The pattern looks like this:

1) The model reads something untrusted (“pay vendor X”, “export all users”, “rotate keys now”)

2) The agent decides a tool call is justified

3) The runtime executes the side effect

4) Later you argue about it in logs

The core problem: there’s no machine-verifiable link between what the agent claims and what evidence actually backs it at the moment the side effect happens.

This note explains one approach: enforce a small contract at the tool boundary, add deterministic evidence verification, and default to fail-closed for high-impact actions.

The obvious fixes (and why they don’t close the gap)

“Ask the model to cite sources.”

Citations are more text. They aren’t enforced at runtime.

“Log everything.”

Logs help audits. They don’t prevent the bad tool call.

“Allowlist tools / add approval.”

Useful, but still doesn’t verify why a risky call is justified (and approvals don’t scale to every action).

All of these can help, but none of them creates a hard boundary where the runtime can say:

“This specific tool call is allowed only if these specific claims are backed by verifiable evidence.”

A contract at the tool boundary: PIC action proposals

PIC (Provenance & Intent Contracts) asks the agent to emit a JSON Action Proposal right before a tool call.

The verifier checks:

Tool binding: proposal.action.tool must match the actual tool name being called
Impact class: money, privacy, compute, irreversible, ...
Provenance: which inputs influenced the decision (and their trust level)
Claims + evidence: what is being asserted, and which evidence IDs support it
Action args: the tool arguments the agent intends to execute

Minimal example (proposal attached under __pic in tool args):

{
  "protocol": "PIC/1.0",
  "intent": "Send payment for invoice",
  "impact": "money",
  "provenance": [
    {"id": "invoice_123", "trust": "trusted", "source": "evidence"}
  ],
  "claims": [
    {"text": "Pay $500 to vendor ACME", "evidence": ["invoice_123"]}
  ],
  "action": {
    "tool": "payments_send",
    "args": {"amount": 500}
  }
}

The goal isn’t “perfect truth.” It’s enforceable consistency:

you can’t claim “pay $500” while binding to a different tool
you can’t claim “trusted invoice” without evidence that verifies
you can’t sneak in extra tool args that aren’t covered by the proposal

v0.3: Deterministic evidence (SHA-256)

In v0.3, evidence IDs become more than labels.

The proposal can include:

evidence[] objects that point to artifacts (e.g. file://...)
a sha256 for each artifact

At runtime:

1) Evidence is resolved (e.g. a file path)

2) SHA-256 is computed

3) Verified evidence IDs can upgrade provenance[].trust to trusted in-memory

4) For high-impact actions, enforcement can be fail-closed (block on verification failure)

Why this matters

It changes “trusted” from being a claim to being an output of verification.

If the artifact changes, the SHA changes, and “trusted” disappears.

Try it via CLI

Verify evidence only:

pic-cli evidence-verify examples/financial_hash_ok.json

Gate the verifier on evidence (schema → evidence verify → trust upgrade → verifier):

pic-cli verify examples/financial_hash_ok.json --verify-evidence

Fail-closed example (expected to fail):

pic-cli verify examples/failing/financial_hash_bad.json --verify-evidence

Evidence resolution: `file://` is resolved relative to the proposal file

Example:

examples/financial_hash_ok.json
references file://artifacts/invoice_123.txt
resolves to examples/artifacts/invoice_123.txt

This is ergonomic for local proposals, but it has server implications — which brings us to MCP.

v0.3.2: Guarding MCP tool calls (production defaults)

MCP makes tool calling easy, but it also makes the boundary between “LLM output” and “side effect” extremely thin.

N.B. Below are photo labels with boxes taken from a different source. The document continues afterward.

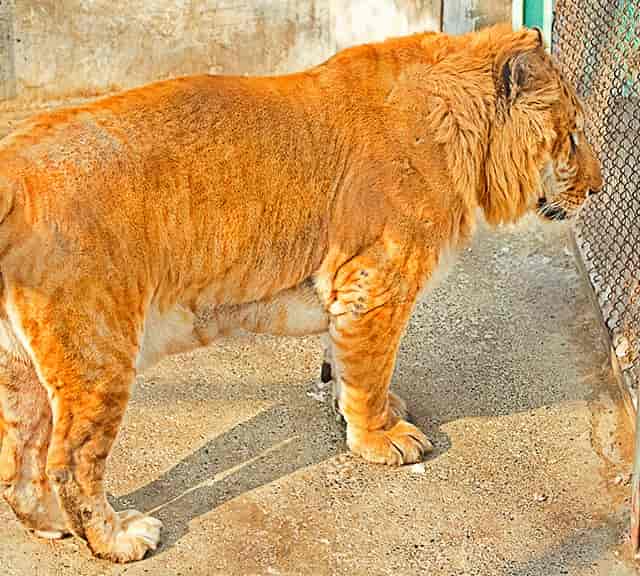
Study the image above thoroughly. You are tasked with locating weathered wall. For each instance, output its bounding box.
[0,0,332,107]
[331,0,442,50]
[0,0,510,108]
[442,0,511,34]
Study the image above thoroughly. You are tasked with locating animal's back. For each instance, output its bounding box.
[0,76,344,301]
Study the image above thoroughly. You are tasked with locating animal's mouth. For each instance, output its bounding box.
[538,196,569,220]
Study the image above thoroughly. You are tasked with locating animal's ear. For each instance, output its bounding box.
[498,50,539,103]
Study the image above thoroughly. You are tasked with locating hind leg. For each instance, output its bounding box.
[0,353,68,538]
[11,291,162,562]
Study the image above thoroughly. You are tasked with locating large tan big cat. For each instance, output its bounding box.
[0,27,601,562]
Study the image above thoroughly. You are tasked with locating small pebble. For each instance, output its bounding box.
[408,462,427,474]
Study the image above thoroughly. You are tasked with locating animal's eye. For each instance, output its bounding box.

v0.3.2 adds a production-oriented guard you can place at the MCP tool boundary:

pic_standard.integrations.mcp_pic_guard.guard_mcp_tool(...)

The guard enforces PIC right where tools execute, with safer defaults for real services:

Fail-closed for verifier/evidence failures
No exception leakage by default (debug-gated details)
Request correlation in structured logs
Hard limits to resist DoS-style payloads
Evidence sandboxing for file:// artifacts in server environments

What “production defaults” means here

1) Debug-gated error details (no leakage by default)

Default (PIC_DEBUG unset/0): error payloads include only a code + minimal message
Debug (PIC_DEBUG=1): payloads may include diagnosticdetails` (verifier reason, exception info)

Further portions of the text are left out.